It might not be a very uncommon concept abroad, but in India it is just starting to turn heads.
At a time when ever-burgeoning stress and anxiety have become a part of everyone’s daily lives, therapy comes highly recommended. While many have heard of therapy, most only think of it as sitting on a couch with a doctor-like figure in front of them, as they talk about their mental health issues and discuss solutions. In reality, however, a lot of other unique therapy procedures also exist, and one is gaining immense popularity here in India — dance/movement therapy (DMT).
It might not be a very uncommon concept abroad, but in India it is just starting to turn heads. This type of therapy allows one to address issues — many from their subconscious — through the use of a physical activity like dance. Movement is different for every individual. Their particular way of moving is seen as a form of communication. Dance/movement psychotherapists try to help individuals find a language that expresses their experience. DMT as a form of psychotherapy is now on the rise in metro cities.
“Mental health across the globe is still a bit of a taboo. People are not open to talk about these issues, unlike a physical health issue for which they will run to the doctor. So, it sometimes become difficult for people to take professional help in a proper way,” believes Abhay Srivastava, a dance/movement therapy facilitator.

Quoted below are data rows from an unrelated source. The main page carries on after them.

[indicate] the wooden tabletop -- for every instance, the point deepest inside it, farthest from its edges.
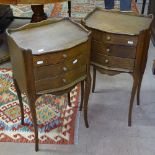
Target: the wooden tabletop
(117, 22)
(29, 1)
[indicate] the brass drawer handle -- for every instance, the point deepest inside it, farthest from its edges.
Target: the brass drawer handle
(64, 80)
(108, 49)
(108, 38)
(106, 61)
(130, 42)
(65, 69)
(64, 55)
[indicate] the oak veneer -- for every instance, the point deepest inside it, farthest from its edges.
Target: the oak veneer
(120, 43)
(52, 62)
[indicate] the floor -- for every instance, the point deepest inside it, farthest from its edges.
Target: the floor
(108, 133)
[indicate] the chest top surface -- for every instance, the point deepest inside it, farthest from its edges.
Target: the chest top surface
(49, 36)
(28, 1)
(117, 22)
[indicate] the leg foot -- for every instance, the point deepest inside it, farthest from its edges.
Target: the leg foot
(20, 100)
(86, 98)
(69, 8)
(135, 83)
(94, 79)
(69, 101)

Speaking of what makes this experience unique, Srivastava says, “Being very cognitive and rational by nature, humans keep gathering beliefs, opinions and notions from their surroundings, upbringing and conditioning. This is why the conventional talk therapy might become difficult. One cannot be sure if what they are sharing is actually their own understanding of the situation or what they have absorbed. But, in case of your body, there is no fixed syntax. In movement therapy we don’t do any kind of analysis or interpretation. It is more of a process work.” He believes that the change and healing in such therapy takes place within an individual. “Mind and body are interconnected. So, instead of approaching through the mind and coming to the body, what if we start approaching the body and let it have an impact on the mind?” he says.
Although they sound similar, DMT is very different from usual dance classes. “While a dance class usually is instructor-led, where people learn movements and perform, DMT is client-led where the facilitator holds space for the people to find their own body movement and tune into their inner-selves”, explains creative dance/movement therapy facilitator Tilottama Dutta. While therapy sounds like a concept restricted to adults, DMT is one form of therapy, which is not so. Children and teenagers can also benefit from it. Some organisations help children develop intellectually, personally, socially and emotionally through this programme.
This practice of connecting with one’s inner-self is trending amond Indians of all ages, from various walks of life. Jenika Shah, a travel blogger, who attends DMT workshops recounts, “Getting to meet so many new people and rediscovering myself along with them is a very cathartic process in itself.” She feels that the coming together of so many different personalities and their movement patterns under one-roof makes this symbiosis of the soul and the physical entity, a wonderful experience.
From one-on-one sessions to cleanse the mind to group sessions aimed at self-expression, the workshops include a plethora of therapeutic activities. A lot of institutes are nowadays providing certificate courses to help people get trained professionally to facilitate these workshops.